Time will tell whether FaceTheState.com will come clean about its sponsors and funding and whether it will tweak its rather clunky software.
FaceTheState.com makes the huge mistake of using unreadable blue in black reverse type. Reverse type should never be used on web sites.
The home page links to newspapers use huge headlines, making it easy to fill the page but difficult to add more stories when there are more good stories. The site would work better if the home page linked to every newspaper’s report on a critical story. Make it easy to click to every paper in the state covering the budget, for example.
The third column’s “Speical Reports” should be renamed “Hot Topics” or something that honestly offers the blogs as blogs.
Indeed, if I were redesigning the site, I’d install a real message board so participants could start conversations on a variety of topics and really go at it.
Finally, where is the blog roll?
We conservatives need a good site, but FaceTheState.com isn’t it, yet.
Ok, I’ve put asside my gut bias against a liberal website. I’ve taken another look at ColoradoConfidential.com.
Simply put, it’s a beatifully designed site with lots of interesting headlines. I didn’t read the stories to see whether they are as good as their headlines.
But FaceTheState.com certainly makes ColoradoConfidential.com and Coloradopols.com look bright and professional by comparison.
Looks, smells and feels like another state level drudge report. Is it the same group?
ColoradoSenateNews.com “special reports really are blogs, commentaries, editorials, with little original reporting. They have a strong conservative tone. I’d give them a C+ for writing.”
I regularly visit CoCo and other blogs including SquareState (often said to be a more liberal leaning version of Colorado Pols).
I stopped posting comments and diaries on SquareState after two blatant incidences of censorship. I’m an unapologetic conservative (duh) and posted a link to an interesting news story (not an editorial) about a local race during the ’06 campaign. Since the article was not exactly favorable to the liberal candidate my diary got removed from the site.

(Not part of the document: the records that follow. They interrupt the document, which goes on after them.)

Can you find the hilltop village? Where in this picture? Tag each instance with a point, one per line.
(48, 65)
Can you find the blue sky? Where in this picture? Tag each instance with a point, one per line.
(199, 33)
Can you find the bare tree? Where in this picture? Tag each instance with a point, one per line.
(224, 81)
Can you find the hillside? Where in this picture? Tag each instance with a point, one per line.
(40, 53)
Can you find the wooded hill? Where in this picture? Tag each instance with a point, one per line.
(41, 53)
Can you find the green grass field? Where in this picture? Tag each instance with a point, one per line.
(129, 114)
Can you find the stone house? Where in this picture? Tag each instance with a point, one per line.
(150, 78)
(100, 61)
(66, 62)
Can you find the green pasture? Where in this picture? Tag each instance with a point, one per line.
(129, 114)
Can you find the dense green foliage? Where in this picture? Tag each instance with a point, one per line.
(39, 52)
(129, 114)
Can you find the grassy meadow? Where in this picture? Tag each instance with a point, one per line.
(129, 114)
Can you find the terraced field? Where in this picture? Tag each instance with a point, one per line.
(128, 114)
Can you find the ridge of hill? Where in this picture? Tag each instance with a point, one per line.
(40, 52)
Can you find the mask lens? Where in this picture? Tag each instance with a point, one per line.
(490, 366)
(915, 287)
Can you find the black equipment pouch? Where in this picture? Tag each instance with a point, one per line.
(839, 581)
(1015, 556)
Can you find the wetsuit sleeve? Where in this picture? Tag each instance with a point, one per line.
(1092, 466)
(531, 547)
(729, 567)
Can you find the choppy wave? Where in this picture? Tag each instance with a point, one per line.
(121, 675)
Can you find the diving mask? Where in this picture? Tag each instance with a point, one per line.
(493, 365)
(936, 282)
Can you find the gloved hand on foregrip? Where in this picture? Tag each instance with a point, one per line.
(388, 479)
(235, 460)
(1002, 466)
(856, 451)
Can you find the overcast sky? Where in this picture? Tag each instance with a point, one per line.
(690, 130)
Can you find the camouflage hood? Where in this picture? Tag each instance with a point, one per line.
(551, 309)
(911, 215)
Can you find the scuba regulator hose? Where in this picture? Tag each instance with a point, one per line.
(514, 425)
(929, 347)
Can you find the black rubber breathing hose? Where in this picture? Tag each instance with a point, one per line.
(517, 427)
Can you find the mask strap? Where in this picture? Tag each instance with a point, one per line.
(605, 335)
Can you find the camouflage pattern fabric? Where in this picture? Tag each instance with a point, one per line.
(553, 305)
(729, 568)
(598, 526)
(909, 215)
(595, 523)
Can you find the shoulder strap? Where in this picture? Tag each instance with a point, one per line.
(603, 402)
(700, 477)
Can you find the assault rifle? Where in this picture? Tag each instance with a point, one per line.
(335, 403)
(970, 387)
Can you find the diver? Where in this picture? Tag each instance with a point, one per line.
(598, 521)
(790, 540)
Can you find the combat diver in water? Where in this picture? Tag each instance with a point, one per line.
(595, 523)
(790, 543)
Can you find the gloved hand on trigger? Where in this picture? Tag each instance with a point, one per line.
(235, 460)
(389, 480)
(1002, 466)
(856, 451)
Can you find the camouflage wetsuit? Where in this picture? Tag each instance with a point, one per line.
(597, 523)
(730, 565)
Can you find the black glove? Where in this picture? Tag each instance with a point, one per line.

A big THANK YOU to Colorado Pols and the other blogs that allow discussion rather than a completely one-sided dialogue.
(WHEW) That’s been heavy on my chest too long! LOL
Thank you. I’ve heard lots of that on SquareState, even from Moderate Dems who are sometimes critical of their own party.
(why bother, when they link to their stories here at Pols all the time), but decided to check it out because of AS’s take above.
Interestingly enough, in this story about the person behind the CORA request that has gotten a couple of our legislators in trouble, they say who it is that’s behind the Face The State site.
Just thought I’d share.
Who is it? Let me guess an RRR?
Actually the face the state site stated it when they disclosed the MM email flap.
But I only read this diary. If they mentioned it elsewhere it’s not up on the main page now.
What did he do at the Independence Institute?
Why, despite his PR efforts, is FaceTheState.com getting so little traffic?
Who knows (besides Jessica Peck Corry, the onetime senatorial opponent to Windels)? Maybe FaceTheState is his attempt to become a player in Colorado.
He obviously doesn’t know how to manage web designers.
Explains everything.
I noticed that face the state appears to use the same blogging software (or whatever you call it – I’m no techie). Their site has a superior design but it’s still harder to track the replies when there are a lot of comments.
I’ll check it out. Thanks.
The biggest problem in Colorado politics is not bias but lack of coverage.